In this paper, the author obtains Szegö type asymptotics for orthogonal polynomials associated with a positive Borel measure \(\alpha\) on a rectifiable Jordan curve \(E\) in the complex plane. The measure has the form \(\alpha= \beta+\gamma\), where \(\beta\) satisfies the relevant form of Szegö's condition on the curve, and \(\gamma\) is a pure jump measure. The mass points of \(\gamma\) lie in a countable sequence of points \(\{z_k\}^\infty_{k=1}\) outside \(E\); technical conditions are placed involving these points, the conformal map \(\Phi\) of the exterior of \(E\) onto the exterior of the unit ball, and the monic orthonormal polynomial for \(d\alpha\), \(P_n(d\alpha, z)=z^n+\cdots\).
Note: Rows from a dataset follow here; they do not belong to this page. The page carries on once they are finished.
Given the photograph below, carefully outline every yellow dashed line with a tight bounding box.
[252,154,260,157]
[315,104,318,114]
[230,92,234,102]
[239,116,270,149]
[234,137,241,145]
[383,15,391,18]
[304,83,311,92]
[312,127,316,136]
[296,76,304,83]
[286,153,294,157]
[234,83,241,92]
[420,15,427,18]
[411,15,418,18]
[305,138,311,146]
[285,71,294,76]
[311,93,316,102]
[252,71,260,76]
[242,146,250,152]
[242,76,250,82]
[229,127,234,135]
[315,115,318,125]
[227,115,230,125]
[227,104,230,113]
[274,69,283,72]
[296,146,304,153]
The author proves the asymptotic formula \[ P_n(d\alpha,z)= (\text{cap}(E)\Phi(z))^n[\varphi^*(z) B(z)+o(1)] \] uniformly on compact subsets of the exterior of \(E\). Here \(\text{cap}(E)\) is the logarithmic capacity of \(E\) and \(B(z)\) is a Blaschke product involving the mass points \(\{z_k\}^\infty_{k=1}\) and the conformal map \(\Phi\). Moreover, \(\varphi^*(z)\) is the solution of an extremal problem for the Hardy 2 space associated with the measure \(\beta\) and the exterior of \(E\).